Sunday, April 23, 2017

BEETHOVEN'S ODE TO JOY

Ode to Joy
Beethoven's Ninth Symphony
Vincent P. de Luise, M.D. 

This essay was written as Program Notes for the April 22, 2017 performance of Beethoven's ninth symphony, the Symphony in d minor, Op 125, "Choral, by the Waterbury Symphony Orchestra, the Connecticut Choral Society, the New Jersey Choral Society Camerata and the Naugatuck Valley Community College Choir, under the direction of Maestro Leif Bjaland.

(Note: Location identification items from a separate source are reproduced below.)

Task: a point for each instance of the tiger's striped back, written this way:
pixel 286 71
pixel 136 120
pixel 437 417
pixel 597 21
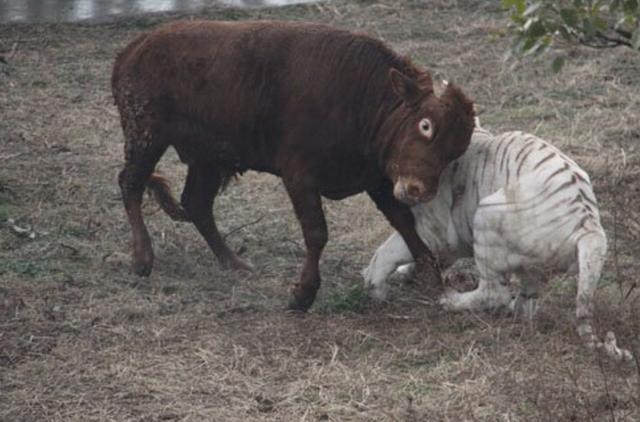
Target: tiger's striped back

Ludwig van Beethoven (1770-1827)
by Ferdinand Georg Waldmuller (1823)


Ludwig van Beethoven’s ninth symphony, the “Choral,” is one of the greatest artistic achievements of western civilization. It is a celebration of hope and joy, a transcendent masterpiece crafted by a composer who could not hear his magisterial creation. It is an extraordinary, monumental, complex, and powerful work that continues to challenge musicians, soloists, choruses, and listeners, as it celebrates the most wondrous shared dreams of humanity, of community, of happiness, of freedom, together “beneath the starry realm.”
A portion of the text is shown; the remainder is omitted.